Construction on Australia’s road infrastructure is expected to continue its growth in 2018 but could hit a trough in later years as governments turn their focus to rail projects
According to BIS Oxford Economics’ Road Construction in Australia 2018 to 2032 report, national road construction activity will reach a historical high of over $20 billion in this financial year.
This represents a 15% increase on the previous year and the end of an upswing in road construction driven by public investment.
The recent growth in activity has primarily come from major projects underway in New South Wales and Queensland, most notably WestConnex, NorthConnex and Pacific Highway upgrades in NSW, and the Gateway Motorway and upgrades to the Bruce and Warrego Highways in Queensland.
This activity has led to a rise in an acceleration of road construction costs, particularly in the “high-demand” states where BIS forecasted costs will exceed three per cent per year nationally over the next two years, representing the fastest rate of cost growth since the mining investment boom.

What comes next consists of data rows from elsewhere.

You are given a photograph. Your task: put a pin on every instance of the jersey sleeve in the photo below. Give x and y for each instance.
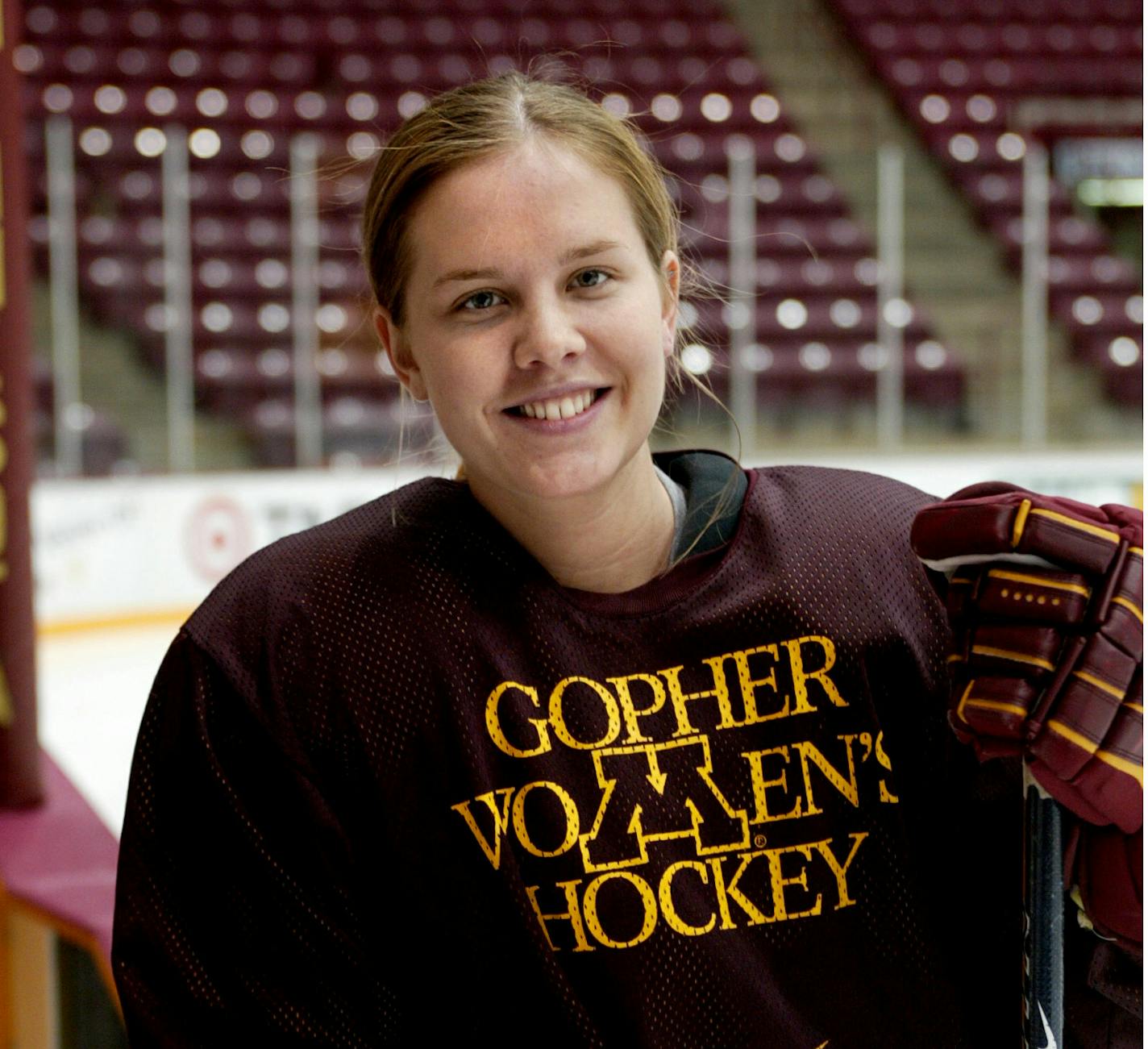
(238, 919)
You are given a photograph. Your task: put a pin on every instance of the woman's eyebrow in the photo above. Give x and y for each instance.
(585, 251)
(573, 255)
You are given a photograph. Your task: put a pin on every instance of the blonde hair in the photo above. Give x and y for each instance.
(485, 117)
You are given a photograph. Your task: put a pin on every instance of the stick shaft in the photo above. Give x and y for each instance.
(1044, 921)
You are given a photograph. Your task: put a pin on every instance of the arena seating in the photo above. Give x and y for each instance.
(243, 81)
(959, 69)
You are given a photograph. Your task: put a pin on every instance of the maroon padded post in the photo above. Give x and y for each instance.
(19, 770)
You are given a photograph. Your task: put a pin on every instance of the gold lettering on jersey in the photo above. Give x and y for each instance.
(758, 888)
(668, 839)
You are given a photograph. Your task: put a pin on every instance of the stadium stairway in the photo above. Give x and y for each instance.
(952, 265)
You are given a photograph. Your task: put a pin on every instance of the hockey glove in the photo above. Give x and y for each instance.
(1045, 597)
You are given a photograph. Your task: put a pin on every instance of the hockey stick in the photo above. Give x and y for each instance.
(1042, 978)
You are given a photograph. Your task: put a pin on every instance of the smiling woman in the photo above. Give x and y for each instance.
(542, 347)
(592, 747)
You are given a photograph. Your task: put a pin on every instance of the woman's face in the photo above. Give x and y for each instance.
(535, 324)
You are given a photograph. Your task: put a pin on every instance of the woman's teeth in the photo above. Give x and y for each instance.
(560, 408)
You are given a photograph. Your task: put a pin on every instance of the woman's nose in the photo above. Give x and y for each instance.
(547, 335)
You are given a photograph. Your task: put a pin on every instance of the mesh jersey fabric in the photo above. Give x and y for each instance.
(395, 785)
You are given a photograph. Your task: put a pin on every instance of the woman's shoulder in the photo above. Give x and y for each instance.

“High levels of federal government roads funding, combined with rising state government investment in substantial infrastructure projects – in some cases turbocharged by asset leases – has driven a 27% real increase in publicly-funded road construction since 2015,” BIS Associate Director of Construction, Maintenance and Mining Adrian Hart says.
“The roads sector has been at the front end of the recovery in public infrastructure investment, particularly in New South Wales.
“Combined with rising costs and other competing demands on state governments, we expect there to be little room for further increases in real roads construction spending after FY18.”
Hart says the next round of infrastructure projects would focus more on rail.
BIS said that the current level of growth would not be sustained beyond 2018 as federal and state governments turn their focus to rail projects over the coming years, and as rising costs to deliver projects begin to bite into roads funding.
A growing pipeline of rail projects looks to be the primary focus for governments across Australia.
Last year saw the new Western Australian Labor Government follow its Victorian colleagues by cancelling a planned road in favour of directing funding towards rail projects.
Major rail projects expected to ramp up over the next five years include Inland Rail, and urban rail projects in Sydney, Perth, Melbourne, Brisbane and Canberra.